OBJECTIVE: The aim of this study was to explore the resting-state functional connectivity (rsFC) of amygdala subregions in healthy controls (HCs) and in patients with Crohn's disease (CD) both with and without anxiety or depression.

MATERIALS AND METHODS: A total of 33 patients with CD and with anxiety or depression (CDad group), 31 patients with CD but without anxiety or depression (CDnad group), and 29 age-, sex-, and education level-matched HCs underwent functional magnetic resonance imaging. rsFC analysis was used to analyze the FC between the amygdala subregions and other areas of the brain.

RESULTS: Compared with the HC group, the CDad group demonstrated decreased rsFC between the right laterobasal subregion and the left hippocampus ( P < .001) and right middle frontal gyrus ( P < .001) and between the left superficial subregion and the left insula ( P < .001). Compared with the HC group, the CDnad group demonstrated decreased rsFC between the left centromedial subregion and the left insula ( P < .001).
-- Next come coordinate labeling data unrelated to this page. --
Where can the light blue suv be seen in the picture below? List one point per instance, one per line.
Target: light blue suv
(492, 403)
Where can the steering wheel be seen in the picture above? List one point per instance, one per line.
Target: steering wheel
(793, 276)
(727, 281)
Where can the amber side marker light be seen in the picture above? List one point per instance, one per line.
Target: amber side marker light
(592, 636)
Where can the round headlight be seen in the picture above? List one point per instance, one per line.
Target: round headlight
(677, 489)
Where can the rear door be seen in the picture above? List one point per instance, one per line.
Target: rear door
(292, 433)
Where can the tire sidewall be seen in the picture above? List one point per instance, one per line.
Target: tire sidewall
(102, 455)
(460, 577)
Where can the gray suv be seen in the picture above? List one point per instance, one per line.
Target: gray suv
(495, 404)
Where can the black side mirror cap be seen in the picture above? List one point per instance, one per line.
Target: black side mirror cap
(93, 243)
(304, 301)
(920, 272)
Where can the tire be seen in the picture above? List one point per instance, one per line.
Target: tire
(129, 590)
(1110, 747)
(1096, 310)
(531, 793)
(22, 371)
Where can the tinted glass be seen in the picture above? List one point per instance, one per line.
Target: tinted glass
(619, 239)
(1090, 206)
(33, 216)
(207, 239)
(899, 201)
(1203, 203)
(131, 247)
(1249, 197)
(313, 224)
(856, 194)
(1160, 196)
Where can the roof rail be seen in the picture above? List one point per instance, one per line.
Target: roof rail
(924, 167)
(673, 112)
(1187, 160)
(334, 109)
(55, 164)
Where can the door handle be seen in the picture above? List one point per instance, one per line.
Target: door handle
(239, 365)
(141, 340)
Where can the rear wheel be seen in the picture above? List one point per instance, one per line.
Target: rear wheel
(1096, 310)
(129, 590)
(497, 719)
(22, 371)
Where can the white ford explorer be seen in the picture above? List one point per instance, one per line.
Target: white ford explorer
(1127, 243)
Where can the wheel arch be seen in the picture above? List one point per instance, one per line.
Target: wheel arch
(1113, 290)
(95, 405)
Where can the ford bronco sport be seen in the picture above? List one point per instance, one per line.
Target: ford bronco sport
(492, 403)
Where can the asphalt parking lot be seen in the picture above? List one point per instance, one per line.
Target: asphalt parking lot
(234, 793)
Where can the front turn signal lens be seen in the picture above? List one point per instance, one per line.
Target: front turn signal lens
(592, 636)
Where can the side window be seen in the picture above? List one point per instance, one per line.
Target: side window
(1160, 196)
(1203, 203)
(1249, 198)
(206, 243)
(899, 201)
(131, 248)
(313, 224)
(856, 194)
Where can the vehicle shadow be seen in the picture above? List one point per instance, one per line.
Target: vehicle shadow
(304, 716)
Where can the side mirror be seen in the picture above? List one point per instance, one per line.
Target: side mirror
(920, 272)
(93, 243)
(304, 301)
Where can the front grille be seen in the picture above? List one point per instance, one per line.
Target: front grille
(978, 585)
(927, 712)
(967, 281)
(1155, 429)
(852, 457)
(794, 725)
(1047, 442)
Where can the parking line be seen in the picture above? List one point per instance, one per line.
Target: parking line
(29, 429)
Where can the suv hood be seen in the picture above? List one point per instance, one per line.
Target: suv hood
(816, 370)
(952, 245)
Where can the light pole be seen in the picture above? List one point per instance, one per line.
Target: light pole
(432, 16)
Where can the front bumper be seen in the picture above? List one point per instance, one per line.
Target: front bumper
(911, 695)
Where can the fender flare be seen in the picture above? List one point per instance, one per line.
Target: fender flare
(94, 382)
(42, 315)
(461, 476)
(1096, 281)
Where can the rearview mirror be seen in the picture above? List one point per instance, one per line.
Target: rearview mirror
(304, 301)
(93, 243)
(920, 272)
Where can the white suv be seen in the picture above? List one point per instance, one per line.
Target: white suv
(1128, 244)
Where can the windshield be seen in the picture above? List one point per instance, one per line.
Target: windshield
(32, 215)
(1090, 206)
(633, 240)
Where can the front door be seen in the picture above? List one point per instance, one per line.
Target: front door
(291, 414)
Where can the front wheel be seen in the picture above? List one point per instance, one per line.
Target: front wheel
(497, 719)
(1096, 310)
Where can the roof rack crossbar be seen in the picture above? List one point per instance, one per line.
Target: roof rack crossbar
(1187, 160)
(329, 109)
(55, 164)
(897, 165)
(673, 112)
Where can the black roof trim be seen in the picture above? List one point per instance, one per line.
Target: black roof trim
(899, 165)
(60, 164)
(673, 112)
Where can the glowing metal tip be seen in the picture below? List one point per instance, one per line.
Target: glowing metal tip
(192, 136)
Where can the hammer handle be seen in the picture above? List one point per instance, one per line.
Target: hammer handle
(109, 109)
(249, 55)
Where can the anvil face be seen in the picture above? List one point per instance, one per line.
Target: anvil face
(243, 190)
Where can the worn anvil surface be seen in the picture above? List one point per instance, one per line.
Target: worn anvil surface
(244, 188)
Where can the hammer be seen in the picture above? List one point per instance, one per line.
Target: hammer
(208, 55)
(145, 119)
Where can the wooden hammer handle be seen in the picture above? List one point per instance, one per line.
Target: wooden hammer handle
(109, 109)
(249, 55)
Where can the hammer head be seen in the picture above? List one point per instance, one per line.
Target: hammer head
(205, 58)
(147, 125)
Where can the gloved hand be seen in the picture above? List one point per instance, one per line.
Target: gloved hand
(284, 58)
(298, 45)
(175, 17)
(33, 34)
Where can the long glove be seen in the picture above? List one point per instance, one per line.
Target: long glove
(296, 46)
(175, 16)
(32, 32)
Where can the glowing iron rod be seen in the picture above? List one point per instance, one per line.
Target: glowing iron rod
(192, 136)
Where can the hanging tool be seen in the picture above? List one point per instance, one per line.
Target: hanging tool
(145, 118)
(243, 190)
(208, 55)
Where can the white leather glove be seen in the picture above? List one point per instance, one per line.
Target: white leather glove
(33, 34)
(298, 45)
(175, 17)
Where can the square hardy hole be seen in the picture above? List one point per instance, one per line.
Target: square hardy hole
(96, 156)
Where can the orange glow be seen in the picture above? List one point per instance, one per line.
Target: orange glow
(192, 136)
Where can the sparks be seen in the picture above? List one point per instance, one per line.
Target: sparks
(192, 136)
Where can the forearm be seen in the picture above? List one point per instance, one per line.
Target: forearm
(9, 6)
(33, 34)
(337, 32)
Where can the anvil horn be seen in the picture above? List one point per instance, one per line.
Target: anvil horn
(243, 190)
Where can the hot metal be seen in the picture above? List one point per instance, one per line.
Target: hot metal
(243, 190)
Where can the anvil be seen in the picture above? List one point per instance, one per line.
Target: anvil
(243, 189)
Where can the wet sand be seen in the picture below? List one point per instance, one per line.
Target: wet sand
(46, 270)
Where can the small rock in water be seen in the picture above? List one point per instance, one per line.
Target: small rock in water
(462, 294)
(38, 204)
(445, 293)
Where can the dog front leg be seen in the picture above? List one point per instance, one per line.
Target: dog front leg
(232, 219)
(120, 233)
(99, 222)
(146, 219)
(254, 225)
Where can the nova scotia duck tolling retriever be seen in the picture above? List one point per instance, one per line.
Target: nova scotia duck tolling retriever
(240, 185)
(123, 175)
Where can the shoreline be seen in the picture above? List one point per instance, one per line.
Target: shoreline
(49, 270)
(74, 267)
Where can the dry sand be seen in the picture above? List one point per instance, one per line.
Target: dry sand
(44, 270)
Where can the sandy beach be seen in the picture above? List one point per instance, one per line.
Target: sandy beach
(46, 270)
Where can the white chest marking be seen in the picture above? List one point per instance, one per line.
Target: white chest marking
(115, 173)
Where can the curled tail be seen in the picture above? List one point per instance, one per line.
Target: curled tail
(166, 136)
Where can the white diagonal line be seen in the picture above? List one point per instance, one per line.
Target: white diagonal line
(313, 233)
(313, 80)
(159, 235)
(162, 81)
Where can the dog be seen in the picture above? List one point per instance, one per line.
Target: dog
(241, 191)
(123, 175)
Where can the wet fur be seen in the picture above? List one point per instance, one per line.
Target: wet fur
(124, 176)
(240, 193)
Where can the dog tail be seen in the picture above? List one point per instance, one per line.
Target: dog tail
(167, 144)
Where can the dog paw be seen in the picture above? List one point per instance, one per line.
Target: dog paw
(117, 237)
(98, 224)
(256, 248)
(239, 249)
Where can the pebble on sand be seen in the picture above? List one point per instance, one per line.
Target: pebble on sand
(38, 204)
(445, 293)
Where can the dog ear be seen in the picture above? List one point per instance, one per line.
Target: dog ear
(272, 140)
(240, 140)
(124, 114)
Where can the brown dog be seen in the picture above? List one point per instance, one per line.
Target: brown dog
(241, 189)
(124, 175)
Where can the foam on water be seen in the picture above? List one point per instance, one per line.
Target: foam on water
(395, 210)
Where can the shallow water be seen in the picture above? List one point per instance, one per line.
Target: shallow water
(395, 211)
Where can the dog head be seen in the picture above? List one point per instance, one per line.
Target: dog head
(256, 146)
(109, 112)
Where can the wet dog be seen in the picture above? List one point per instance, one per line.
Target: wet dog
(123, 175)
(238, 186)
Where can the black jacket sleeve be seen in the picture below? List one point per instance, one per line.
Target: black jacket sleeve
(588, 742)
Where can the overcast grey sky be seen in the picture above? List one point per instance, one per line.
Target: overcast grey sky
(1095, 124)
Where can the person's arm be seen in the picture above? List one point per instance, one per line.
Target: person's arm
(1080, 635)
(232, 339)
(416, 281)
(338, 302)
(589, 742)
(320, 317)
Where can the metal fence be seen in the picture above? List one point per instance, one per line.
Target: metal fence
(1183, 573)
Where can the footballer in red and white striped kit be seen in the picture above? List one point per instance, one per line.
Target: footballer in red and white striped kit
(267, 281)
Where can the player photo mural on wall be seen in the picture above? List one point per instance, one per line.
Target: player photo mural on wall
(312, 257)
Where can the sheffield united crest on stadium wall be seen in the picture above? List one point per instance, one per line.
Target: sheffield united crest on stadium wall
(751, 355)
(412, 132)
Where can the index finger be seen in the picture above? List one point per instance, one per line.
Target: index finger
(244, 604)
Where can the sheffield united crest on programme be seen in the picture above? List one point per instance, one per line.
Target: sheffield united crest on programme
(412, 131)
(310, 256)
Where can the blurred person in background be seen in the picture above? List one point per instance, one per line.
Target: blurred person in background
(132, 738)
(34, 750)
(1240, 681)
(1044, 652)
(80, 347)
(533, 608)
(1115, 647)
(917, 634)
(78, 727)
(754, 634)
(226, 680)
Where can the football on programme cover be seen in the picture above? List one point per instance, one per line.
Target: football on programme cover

Compared with the CDnad group, the CDad group demonstrated decreased rsFC between the left centromedial subregion and the right precuneus ( P < .001) and postcentral gyrus ( P < .001), between the right laterobasal subregion and the left hippocampus ( P < .001), and between the left superficial subregion and the right middle frontal gyrus ( P < .001).

CONCLUSIONS: There are significant FC changes in the amygdala subregions in patients with CD. These changes may be related to the disease itself or to the symptoms of anxiety and depression.